Saturday, May 09, 2009
Primary Neurocomputational Principle
Primary Neurocomputational Principle: Innate Intelligence maximizes the computational information developed by the neuron and its inputs to no more than the limit imposed by the information capacity of the axon whose capacity is set by optimizing the energy efficiency of its ability to signal other neurons (transmit the developing information).
Energy Use by the Brain: Organisms in the natural environment are highly efficient in their use of their available energy, and sometimes even more important, their cooling resources. That is, the use of food and water by organisms is often associated with processes that become sensible when we suppose one or both of these resources are scarce. And scarce they are at the margins, the place where evolution/ natural selection occurs fastest. It is at the interfacial niches of marginal survival that competition is most severe and mutations would be most beneficial, thus leading to higher rates of evolution. Clearly at such places of marginal survivability, energy efficiency will be very important. So we have good reason to expect that organisms are made up of and use energy efficient processes.
In this context of energy , neural processing is rather expensive. The adult human the brain accounts for20% or more of our total energy use and it consumes on the order of 20-25 watts. In young children, whose brains are nearly as large as an adults, the energy use by this organ can account for nearly 50% of the caloric intake.

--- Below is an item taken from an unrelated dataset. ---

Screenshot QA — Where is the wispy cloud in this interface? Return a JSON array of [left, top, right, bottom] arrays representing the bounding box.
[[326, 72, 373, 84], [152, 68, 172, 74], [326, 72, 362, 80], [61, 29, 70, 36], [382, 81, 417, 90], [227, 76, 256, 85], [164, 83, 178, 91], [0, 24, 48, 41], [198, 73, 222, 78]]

Current research implies that more than 85% of the energy used by brain goes toward restoring the ion fluxes across neuronal membranes that are the biophysical basis of computation and communication in the neocortex. Thus neural informational processing although perhaps five to six orders of magnitude more energy efficient than man-made computation, is a considerable expense for the organism.
Because of such energy costs, natural selection (or intelligent design for maximal survival) has optimized energy use as well as information processing in constructing the way neurons compute, process, develop, filter, integrate and communicate.
In all of its functions, the brain seeks optimum efficiency, or the path of least resistance. If one particular function is not accessible, the brain will automatically go on to the next most efficient process for doing that particular task. If the second task is not available, it will go on to the third or the fourth most efficient way. Because each alternative process is less efficient, it becomes more stressful and energy expensive
The brain will keep searching for an appropriate processing method, until eventually the activity may become so subconsciously stressful (energy greedy) that the person will choose to give up trying to do the task altogether. If it is a conscious activity, the individual will give up the fatiguing activity. If the process is unconscious, the individual will decrease the energy partitioning to that process, making this unconscious activity minimized, nonfunctional or detrimental to the whole, depending on where the process is located in the physiological hierarchy.